Unresponsive peer without HTLCs
When there are no pending HTLCs, no funds are at risk.
But the mobile wallet user can still be griefed if their peer becomes unresponsive or disappears.
To recover their funds, they must be able to:
-
broadcast their commitment transaction
-
claim their main output
Note that there is no deadline before which those transactions must confirm and the peer doesn’t have anything to gain from this griefing.
Additional signatures for HTLC transactions
With zero-fee commitments as proposed in the BOLTs, mobile wallets will mostly rely on their peer publishing their commitment transaction. This way the mobile wallet can use their main output (or any HTLC output) to CPFP that commitment transaction and get it confirmed.
The main issue arises when the peer isn’t cooperative and the mobile wallet has to publish their commitment transaction. That transaction usually has a 0 sat
anchor output and the main output has a to_self_delay
CSV. So the only option to CPFP without additional inputs is to use HTLC transactions, but they are pre-signed and don’t pay fees either.
A very simple proposal to fix that is to have the peer always sign two versions of HTLC transactions:
-
the default one that doesn’t pay any fee and needs additional on-chain inputs
-
and another one in a custom TLV of
commitment_signed
at a high feerate that matches the currently observed feerate -
if the peer doesn’t provide those signatures, the mobile wallet can force-close before revoking the commitment that doesn’t contain the new HTLCs
This way, when HTLCs are pending, the mobile wallet can always publish their commitment transaction and CPFP it using one of the HTLC transactions. Since funds can only be stolen for received HTLCs, which should expire somewhat quickly after being received, fee estimation can be somewhat accurate.
With this simple addition, mobile wallets are able to unilaterally force-close when HTLCs are pending.
The only scenario that isn’t fixed is the “Unresponsive peer without HTLCs” scenario.

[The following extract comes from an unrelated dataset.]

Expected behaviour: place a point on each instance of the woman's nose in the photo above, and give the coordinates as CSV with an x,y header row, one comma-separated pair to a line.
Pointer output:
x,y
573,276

But this scenario can never be fixed by pre-signing transactions at various feerates, because we have no idea at which point in the future the peer will become unresponsive. On top of that, funds are not at risk in this scenario, which should only happen when an LSP completely disappears without closing channels. I think it’s acceptable that when this happens, mobile wallet users will need someone (which could be an on-chain wallet they own) to spend the anchor output to CPFP the commitment transaction.
I like this proposal because it is trivial to implement and doesn’t require a lot of changes compared to the default zero-fee commitment format. Please let me know what you think, and if you have other ideas on how we could make zero-fee commitments work seamlessly with mobile wallets.